September 9th, 2016, 03:52 PM
Join Date: Mar 2009
Location: Endwell NY
OK, after you've got the rifle to hit reliably 'near where you want',
the 'next level' is to be able to 'call the shot'. That means that when you fire the shot you're able know ('call') where it will hit on the target before looking.
Doing that requires 2 simple actions -
1) Follow-thru by maintaining your position and grip on the rifle, and continue to look at the front sight and the target WHILE the rifle actually fires.
2) Force yourself to really SEE where on the target the front sight is positioned when the rifle fires.
This is important for 2 main reasons -
1) The follow-thru prevents you from relaxing too early and moving the rifle before the shot is gone.
2) Calling the shot is NECESSARY to make good sight corrections. If you don't really know where the front sight was pointed, then you don't know if a sight correction is needed or the shot landed where your were pointing it.
About that rear sight and the elevation markings on it.
To USE those markings each individual rifle HAS TO BE tested and adjusted.
Most people don't use the elev markings, just count the number of clicks UP from when the rear sight is lowered all the way down.
You'll probably find that your rifle is somewhere between 6 and 12 clicks UP from bottom at 100 yards - remember YOUR number.

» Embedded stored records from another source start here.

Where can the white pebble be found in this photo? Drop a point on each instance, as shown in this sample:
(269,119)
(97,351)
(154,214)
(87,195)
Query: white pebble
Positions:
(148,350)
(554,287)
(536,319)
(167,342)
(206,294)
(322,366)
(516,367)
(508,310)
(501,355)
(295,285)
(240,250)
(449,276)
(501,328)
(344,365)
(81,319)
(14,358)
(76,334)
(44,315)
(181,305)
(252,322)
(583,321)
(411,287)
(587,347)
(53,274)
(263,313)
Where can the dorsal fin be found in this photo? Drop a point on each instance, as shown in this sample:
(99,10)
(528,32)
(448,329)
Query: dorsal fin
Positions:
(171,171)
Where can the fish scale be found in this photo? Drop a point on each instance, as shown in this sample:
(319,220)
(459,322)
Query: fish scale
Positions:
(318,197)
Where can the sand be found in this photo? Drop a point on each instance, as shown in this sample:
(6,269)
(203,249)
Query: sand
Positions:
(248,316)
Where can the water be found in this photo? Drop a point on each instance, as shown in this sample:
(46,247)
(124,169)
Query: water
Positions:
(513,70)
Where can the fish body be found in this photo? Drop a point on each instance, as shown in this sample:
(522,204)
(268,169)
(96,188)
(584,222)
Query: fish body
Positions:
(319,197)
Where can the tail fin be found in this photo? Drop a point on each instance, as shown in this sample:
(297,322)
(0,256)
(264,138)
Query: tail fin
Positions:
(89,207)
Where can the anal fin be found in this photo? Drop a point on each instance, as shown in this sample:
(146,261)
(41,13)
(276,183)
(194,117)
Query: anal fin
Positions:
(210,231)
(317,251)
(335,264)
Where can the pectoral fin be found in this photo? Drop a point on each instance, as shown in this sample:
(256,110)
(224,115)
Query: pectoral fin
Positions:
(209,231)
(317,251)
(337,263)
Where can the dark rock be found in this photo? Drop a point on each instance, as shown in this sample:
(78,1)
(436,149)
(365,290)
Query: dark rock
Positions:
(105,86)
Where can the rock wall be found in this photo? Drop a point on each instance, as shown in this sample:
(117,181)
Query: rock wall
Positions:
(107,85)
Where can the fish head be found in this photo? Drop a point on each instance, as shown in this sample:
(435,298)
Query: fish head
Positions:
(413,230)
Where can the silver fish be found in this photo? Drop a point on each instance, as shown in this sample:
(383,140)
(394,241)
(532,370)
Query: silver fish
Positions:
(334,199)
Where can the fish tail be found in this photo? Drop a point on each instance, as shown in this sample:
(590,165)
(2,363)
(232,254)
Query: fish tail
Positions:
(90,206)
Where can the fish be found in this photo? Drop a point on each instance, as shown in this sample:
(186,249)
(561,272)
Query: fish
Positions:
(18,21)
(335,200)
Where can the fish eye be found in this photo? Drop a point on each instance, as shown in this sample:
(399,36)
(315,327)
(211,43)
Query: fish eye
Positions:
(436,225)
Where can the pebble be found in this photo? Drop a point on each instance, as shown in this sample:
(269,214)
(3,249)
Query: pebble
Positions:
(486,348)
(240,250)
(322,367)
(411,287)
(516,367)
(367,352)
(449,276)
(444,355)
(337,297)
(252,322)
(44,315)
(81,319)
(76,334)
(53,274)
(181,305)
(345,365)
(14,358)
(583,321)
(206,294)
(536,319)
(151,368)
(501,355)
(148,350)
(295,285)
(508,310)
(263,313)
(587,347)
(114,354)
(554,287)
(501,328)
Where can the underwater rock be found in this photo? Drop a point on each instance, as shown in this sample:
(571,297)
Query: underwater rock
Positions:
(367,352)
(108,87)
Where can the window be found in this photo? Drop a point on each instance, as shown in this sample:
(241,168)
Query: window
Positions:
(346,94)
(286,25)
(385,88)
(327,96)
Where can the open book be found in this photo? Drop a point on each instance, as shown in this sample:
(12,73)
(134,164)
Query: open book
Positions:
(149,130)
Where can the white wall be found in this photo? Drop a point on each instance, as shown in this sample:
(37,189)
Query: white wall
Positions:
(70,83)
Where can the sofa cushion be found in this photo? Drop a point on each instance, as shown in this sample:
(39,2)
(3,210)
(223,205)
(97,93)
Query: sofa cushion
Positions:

Then when shooting at longer distances, use the additional 'come-ups' that INSTRUCTOR mentioned earlier.
If you're curious about those markings, go ahead and turn the knob to COUNT the number of clicks between the various distances - the number of clicks will be very near to what INSTRUCTOR mentioned as the come-ups.
But for actual shooting, bottom the rear sight and then count-up YOUR number of clicks.